Por fin, en busca de un poco de alivio de la mezcla de sensualidad y encarcelamiento, de elegancia y opresión, volví al exterior, a los árboles iluminados por el sol del patio exterior.
Una vez allí, no obstante, me topé con el fantasma más alarmante de todos, porque mi guía explicaba que ahí había estado el tajo del verdugo y describía, con todo lujo de detalles, la costumbre del sultán de decapitar a los oficiales, y a quien fuera, con quienes discrepaba.
Sus cabezas eran exhibidas en las verjas del palacio, un severo ejemplo para el populacho.
El sultán y el renegado de Valaquia formaban una agradable pareja, pensé, y di media vuelta asqueado. Un paseo por el parque circundante calmó mis nervios, y el centelleo rojizo del sol sobre las aguas, que convirtieron un barco que pasaba en una silueta negra,
me recordó que la tarde estaba agonizando y debía volver con Helen, y quizá saber noticias de su tía.
Helen estaba esperando en el vestíbulo con un periódico inglés cuando yo llegué.
– ¿Qué tal tu paseo? -preguntó al tiempo que alzaba la vista.
– Horripilante -dije-. He ido al palacio de Topkapi.
– Ah. -Cerró el diario-. Lamento habérmelo perdido.
– No lo sientas. ¿Cómo van las cosas en el mundo?
Helen siguió los titulares con el dedo.
– Horripilantes.
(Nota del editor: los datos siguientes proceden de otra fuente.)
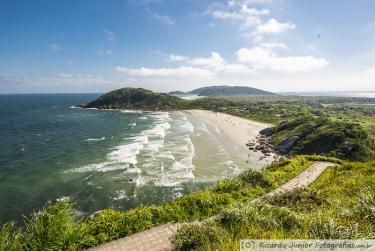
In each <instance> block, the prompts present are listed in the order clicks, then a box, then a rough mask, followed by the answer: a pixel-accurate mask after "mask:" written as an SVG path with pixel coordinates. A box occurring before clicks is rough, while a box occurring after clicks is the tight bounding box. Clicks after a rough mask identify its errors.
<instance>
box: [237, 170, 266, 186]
mask: <svg viewBox="0 0 375 251" xmlns="http://www.w3.org/2000/svg"><path fill="white" fill-rule="evenodd" d="M239 178H240V179H241V180H242V181H244V182H246V183H247V184H249V185H250V186H252V187H256V186H260V187H263V188H270V187H272V183H271V182H270V180H269V179H268V178H267V177H266V176H265V175H264V173H262V172H259V171H255V170H252V169H249V170H246V171H244V172H243V173H241V174H240V176H239Z"/></svg>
Pero tengo buenas noticias para ti.
– ¿Has hablado con tu tía?
Me dejé caer en una de las hundidas butacas a su lado.
– Sí, y se ha portado de manera extraordinaria, como siempre. Estoy segura de que me reñirá, como de costumbre, pero eso no importa. Lo importante es que ha encontrado un congreso al que podemos asistir.
– ¿Un congreso?
– Sí. La verdad es que es algo maravilloso. Hay un congreso internacional de historiadores en Budapest esta semana. Asistiremos como estudiosos, y se ha movido de modo que podremos obtener los visados aquí. -Sonrió-. Por lo visto, mi tía tiene un amigo historiador en la Universidad de Budapest.
– ¿Cuál es el tema del congreso? -pregunté con aprensión.
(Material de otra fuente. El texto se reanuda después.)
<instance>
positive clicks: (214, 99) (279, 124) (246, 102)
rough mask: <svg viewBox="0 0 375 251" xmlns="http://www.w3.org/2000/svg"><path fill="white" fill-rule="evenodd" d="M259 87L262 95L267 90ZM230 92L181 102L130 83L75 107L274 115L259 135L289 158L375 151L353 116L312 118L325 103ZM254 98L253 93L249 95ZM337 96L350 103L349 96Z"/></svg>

– Problemas laborales europeos hacia 1600.
– Un tema muy amplio. Supongo que asistimos en calidad de especialistas otomanos, ¿verdad?
– Exacto, mi querido Watson.
Suspiré.
– Menos mal que he ido a Topkapi.
Helen me sonrió, pero no sé si con malicia o por la confianza en mi capacidad para el disimulo.
– El congreso empieza el viernes, de manera que sólo podemos estar aquí dos días más.